Calderon's shout out is preceded by two reports. In 2008, former president Ernesto Zedillo headed a Brookings Institution study group that recommended continent-wide legalization and treatment measures to take the criminal elements out of the market. Then in February of this year Washington-based Inter-American Dialogue issued a report saying the 40-year-old U.S. "war on drugs" needs "far-reaching debate" on alternative approaches.
But Calderon's in-sync posturing is also disingenuousness. On the one hand he says he is open to discussions about legalization. On the other, he criticizes the practice of medical marijuana.

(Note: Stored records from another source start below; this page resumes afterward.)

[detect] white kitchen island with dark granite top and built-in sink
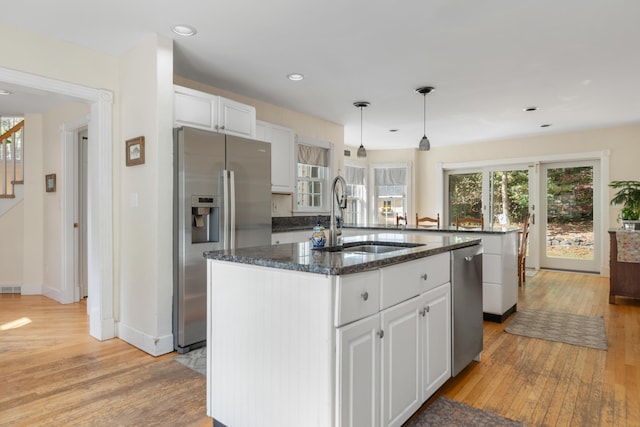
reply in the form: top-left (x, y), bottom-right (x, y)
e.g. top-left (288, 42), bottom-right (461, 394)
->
top-left (205, 232), bottom-right (482, 427)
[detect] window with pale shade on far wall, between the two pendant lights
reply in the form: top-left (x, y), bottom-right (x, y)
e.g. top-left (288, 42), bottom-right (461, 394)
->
top-left (372, 164), bottom-right (410, 225)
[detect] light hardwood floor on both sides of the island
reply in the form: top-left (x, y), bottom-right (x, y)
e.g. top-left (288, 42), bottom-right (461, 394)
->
top-left (0, 271), bottom-right (640, 427)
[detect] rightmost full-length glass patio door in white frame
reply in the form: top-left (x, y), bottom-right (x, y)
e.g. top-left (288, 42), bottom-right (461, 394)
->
top-left (538, 160), bottom-right (601, 273)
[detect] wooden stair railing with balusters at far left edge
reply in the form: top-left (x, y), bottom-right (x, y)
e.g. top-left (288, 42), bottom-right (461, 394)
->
top-left (0, 120), bottom-right (24, 198)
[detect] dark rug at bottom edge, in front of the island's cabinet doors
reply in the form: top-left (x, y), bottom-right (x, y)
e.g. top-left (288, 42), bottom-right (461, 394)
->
top-left (406, 396), bottom-right (524, 427)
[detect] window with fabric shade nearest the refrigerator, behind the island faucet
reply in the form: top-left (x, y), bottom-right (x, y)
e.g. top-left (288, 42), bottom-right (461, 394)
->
top-left (296, 141), bottom-right (330, 212)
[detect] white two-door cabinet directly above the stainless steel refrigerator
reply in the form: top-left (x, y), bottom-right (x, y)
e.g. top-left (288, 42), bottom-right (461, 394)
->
top-left (173, 85), bottom-right (256, 138)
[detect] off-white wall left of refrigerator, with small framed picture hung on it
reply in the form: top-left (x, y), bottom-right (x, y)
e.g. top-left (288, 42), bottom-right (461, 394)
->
top-left (114, 37), bottom-right (173, 355)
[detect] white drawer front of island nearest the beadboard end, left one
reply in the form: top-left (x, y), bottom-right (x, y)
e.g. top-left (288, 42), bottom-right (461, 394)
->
top-left (334, 270), bottom-right (380, 326)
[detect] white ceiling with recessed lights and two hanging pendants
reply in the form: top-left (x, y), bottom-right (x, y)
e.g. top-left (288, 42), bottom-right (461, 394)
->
top-left (0, 0), bottom-right (640, 149)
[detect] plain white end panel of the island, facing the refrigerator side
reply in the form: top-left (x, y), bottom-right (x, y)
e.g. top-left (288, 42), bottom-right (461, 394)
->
top-left (207, 261), bottom-right (335, 427)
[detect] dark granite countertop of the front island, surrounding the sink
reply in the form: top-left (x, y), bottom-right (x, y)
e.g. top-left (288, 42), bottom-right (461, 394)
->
top-left (204, 232), bottom-right (481, 275)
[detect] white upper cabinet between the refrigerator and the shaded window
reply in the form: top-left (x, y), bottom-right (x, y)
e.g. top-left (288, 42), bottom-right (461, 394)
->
top-left (256, 121), bottom-right (297, 193)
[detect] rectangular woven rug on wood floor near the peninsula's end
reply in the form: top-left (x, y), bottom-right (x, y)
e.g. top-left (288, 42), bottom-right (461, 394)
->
top-left (505, 310), bottom-right (607, 350)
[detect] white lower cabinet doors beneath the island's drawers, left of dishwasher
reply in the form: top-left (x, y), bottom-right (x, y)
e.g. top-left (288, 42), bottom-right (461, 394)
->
top-left (336, 282), bottom-right (451, 427)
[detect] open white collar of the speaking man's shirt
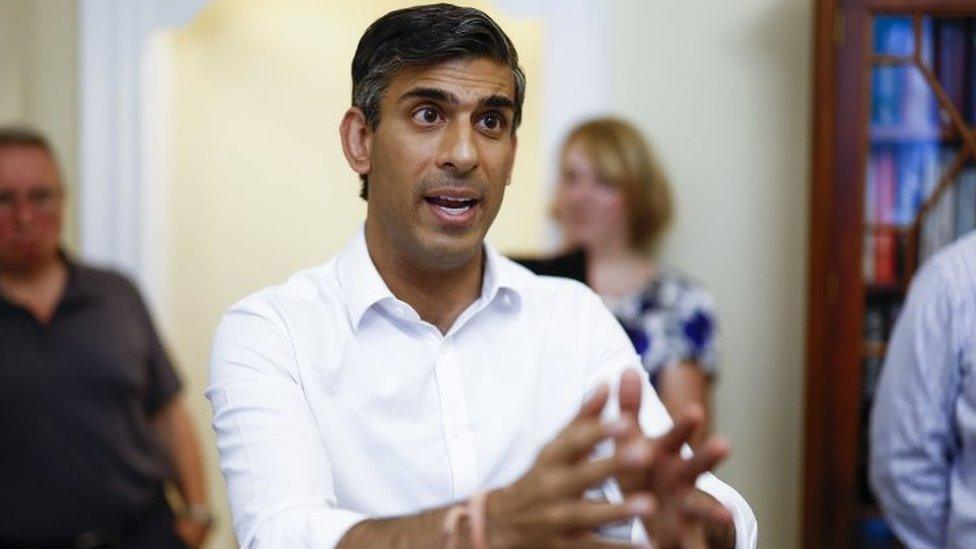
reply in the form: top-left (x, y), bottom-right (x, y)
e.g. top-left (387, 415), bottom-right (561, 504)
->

Does he know better ways to cut demand and exit criminal elements? What these words really mean is that policymakers are at a loss about what to do, how to do it, or whether they want to do it. They should spend more time reading past reports instead of writing new ones. The consensus of a quarter century is telling.
We have an off-the-books illegal-drug market operating within the continent. These substances stupefy, addict and affect brain functions. It is a public-health issue.
As such, it's time to take the crime out of drugs and criminals out of distributing them. The hundreds of billions of illegal drug dollars circulating in the world's financial and commercial systems need to be applied to in legal activity.
What to do with those hundreds of billions? That's the discussion that needs to be taking place.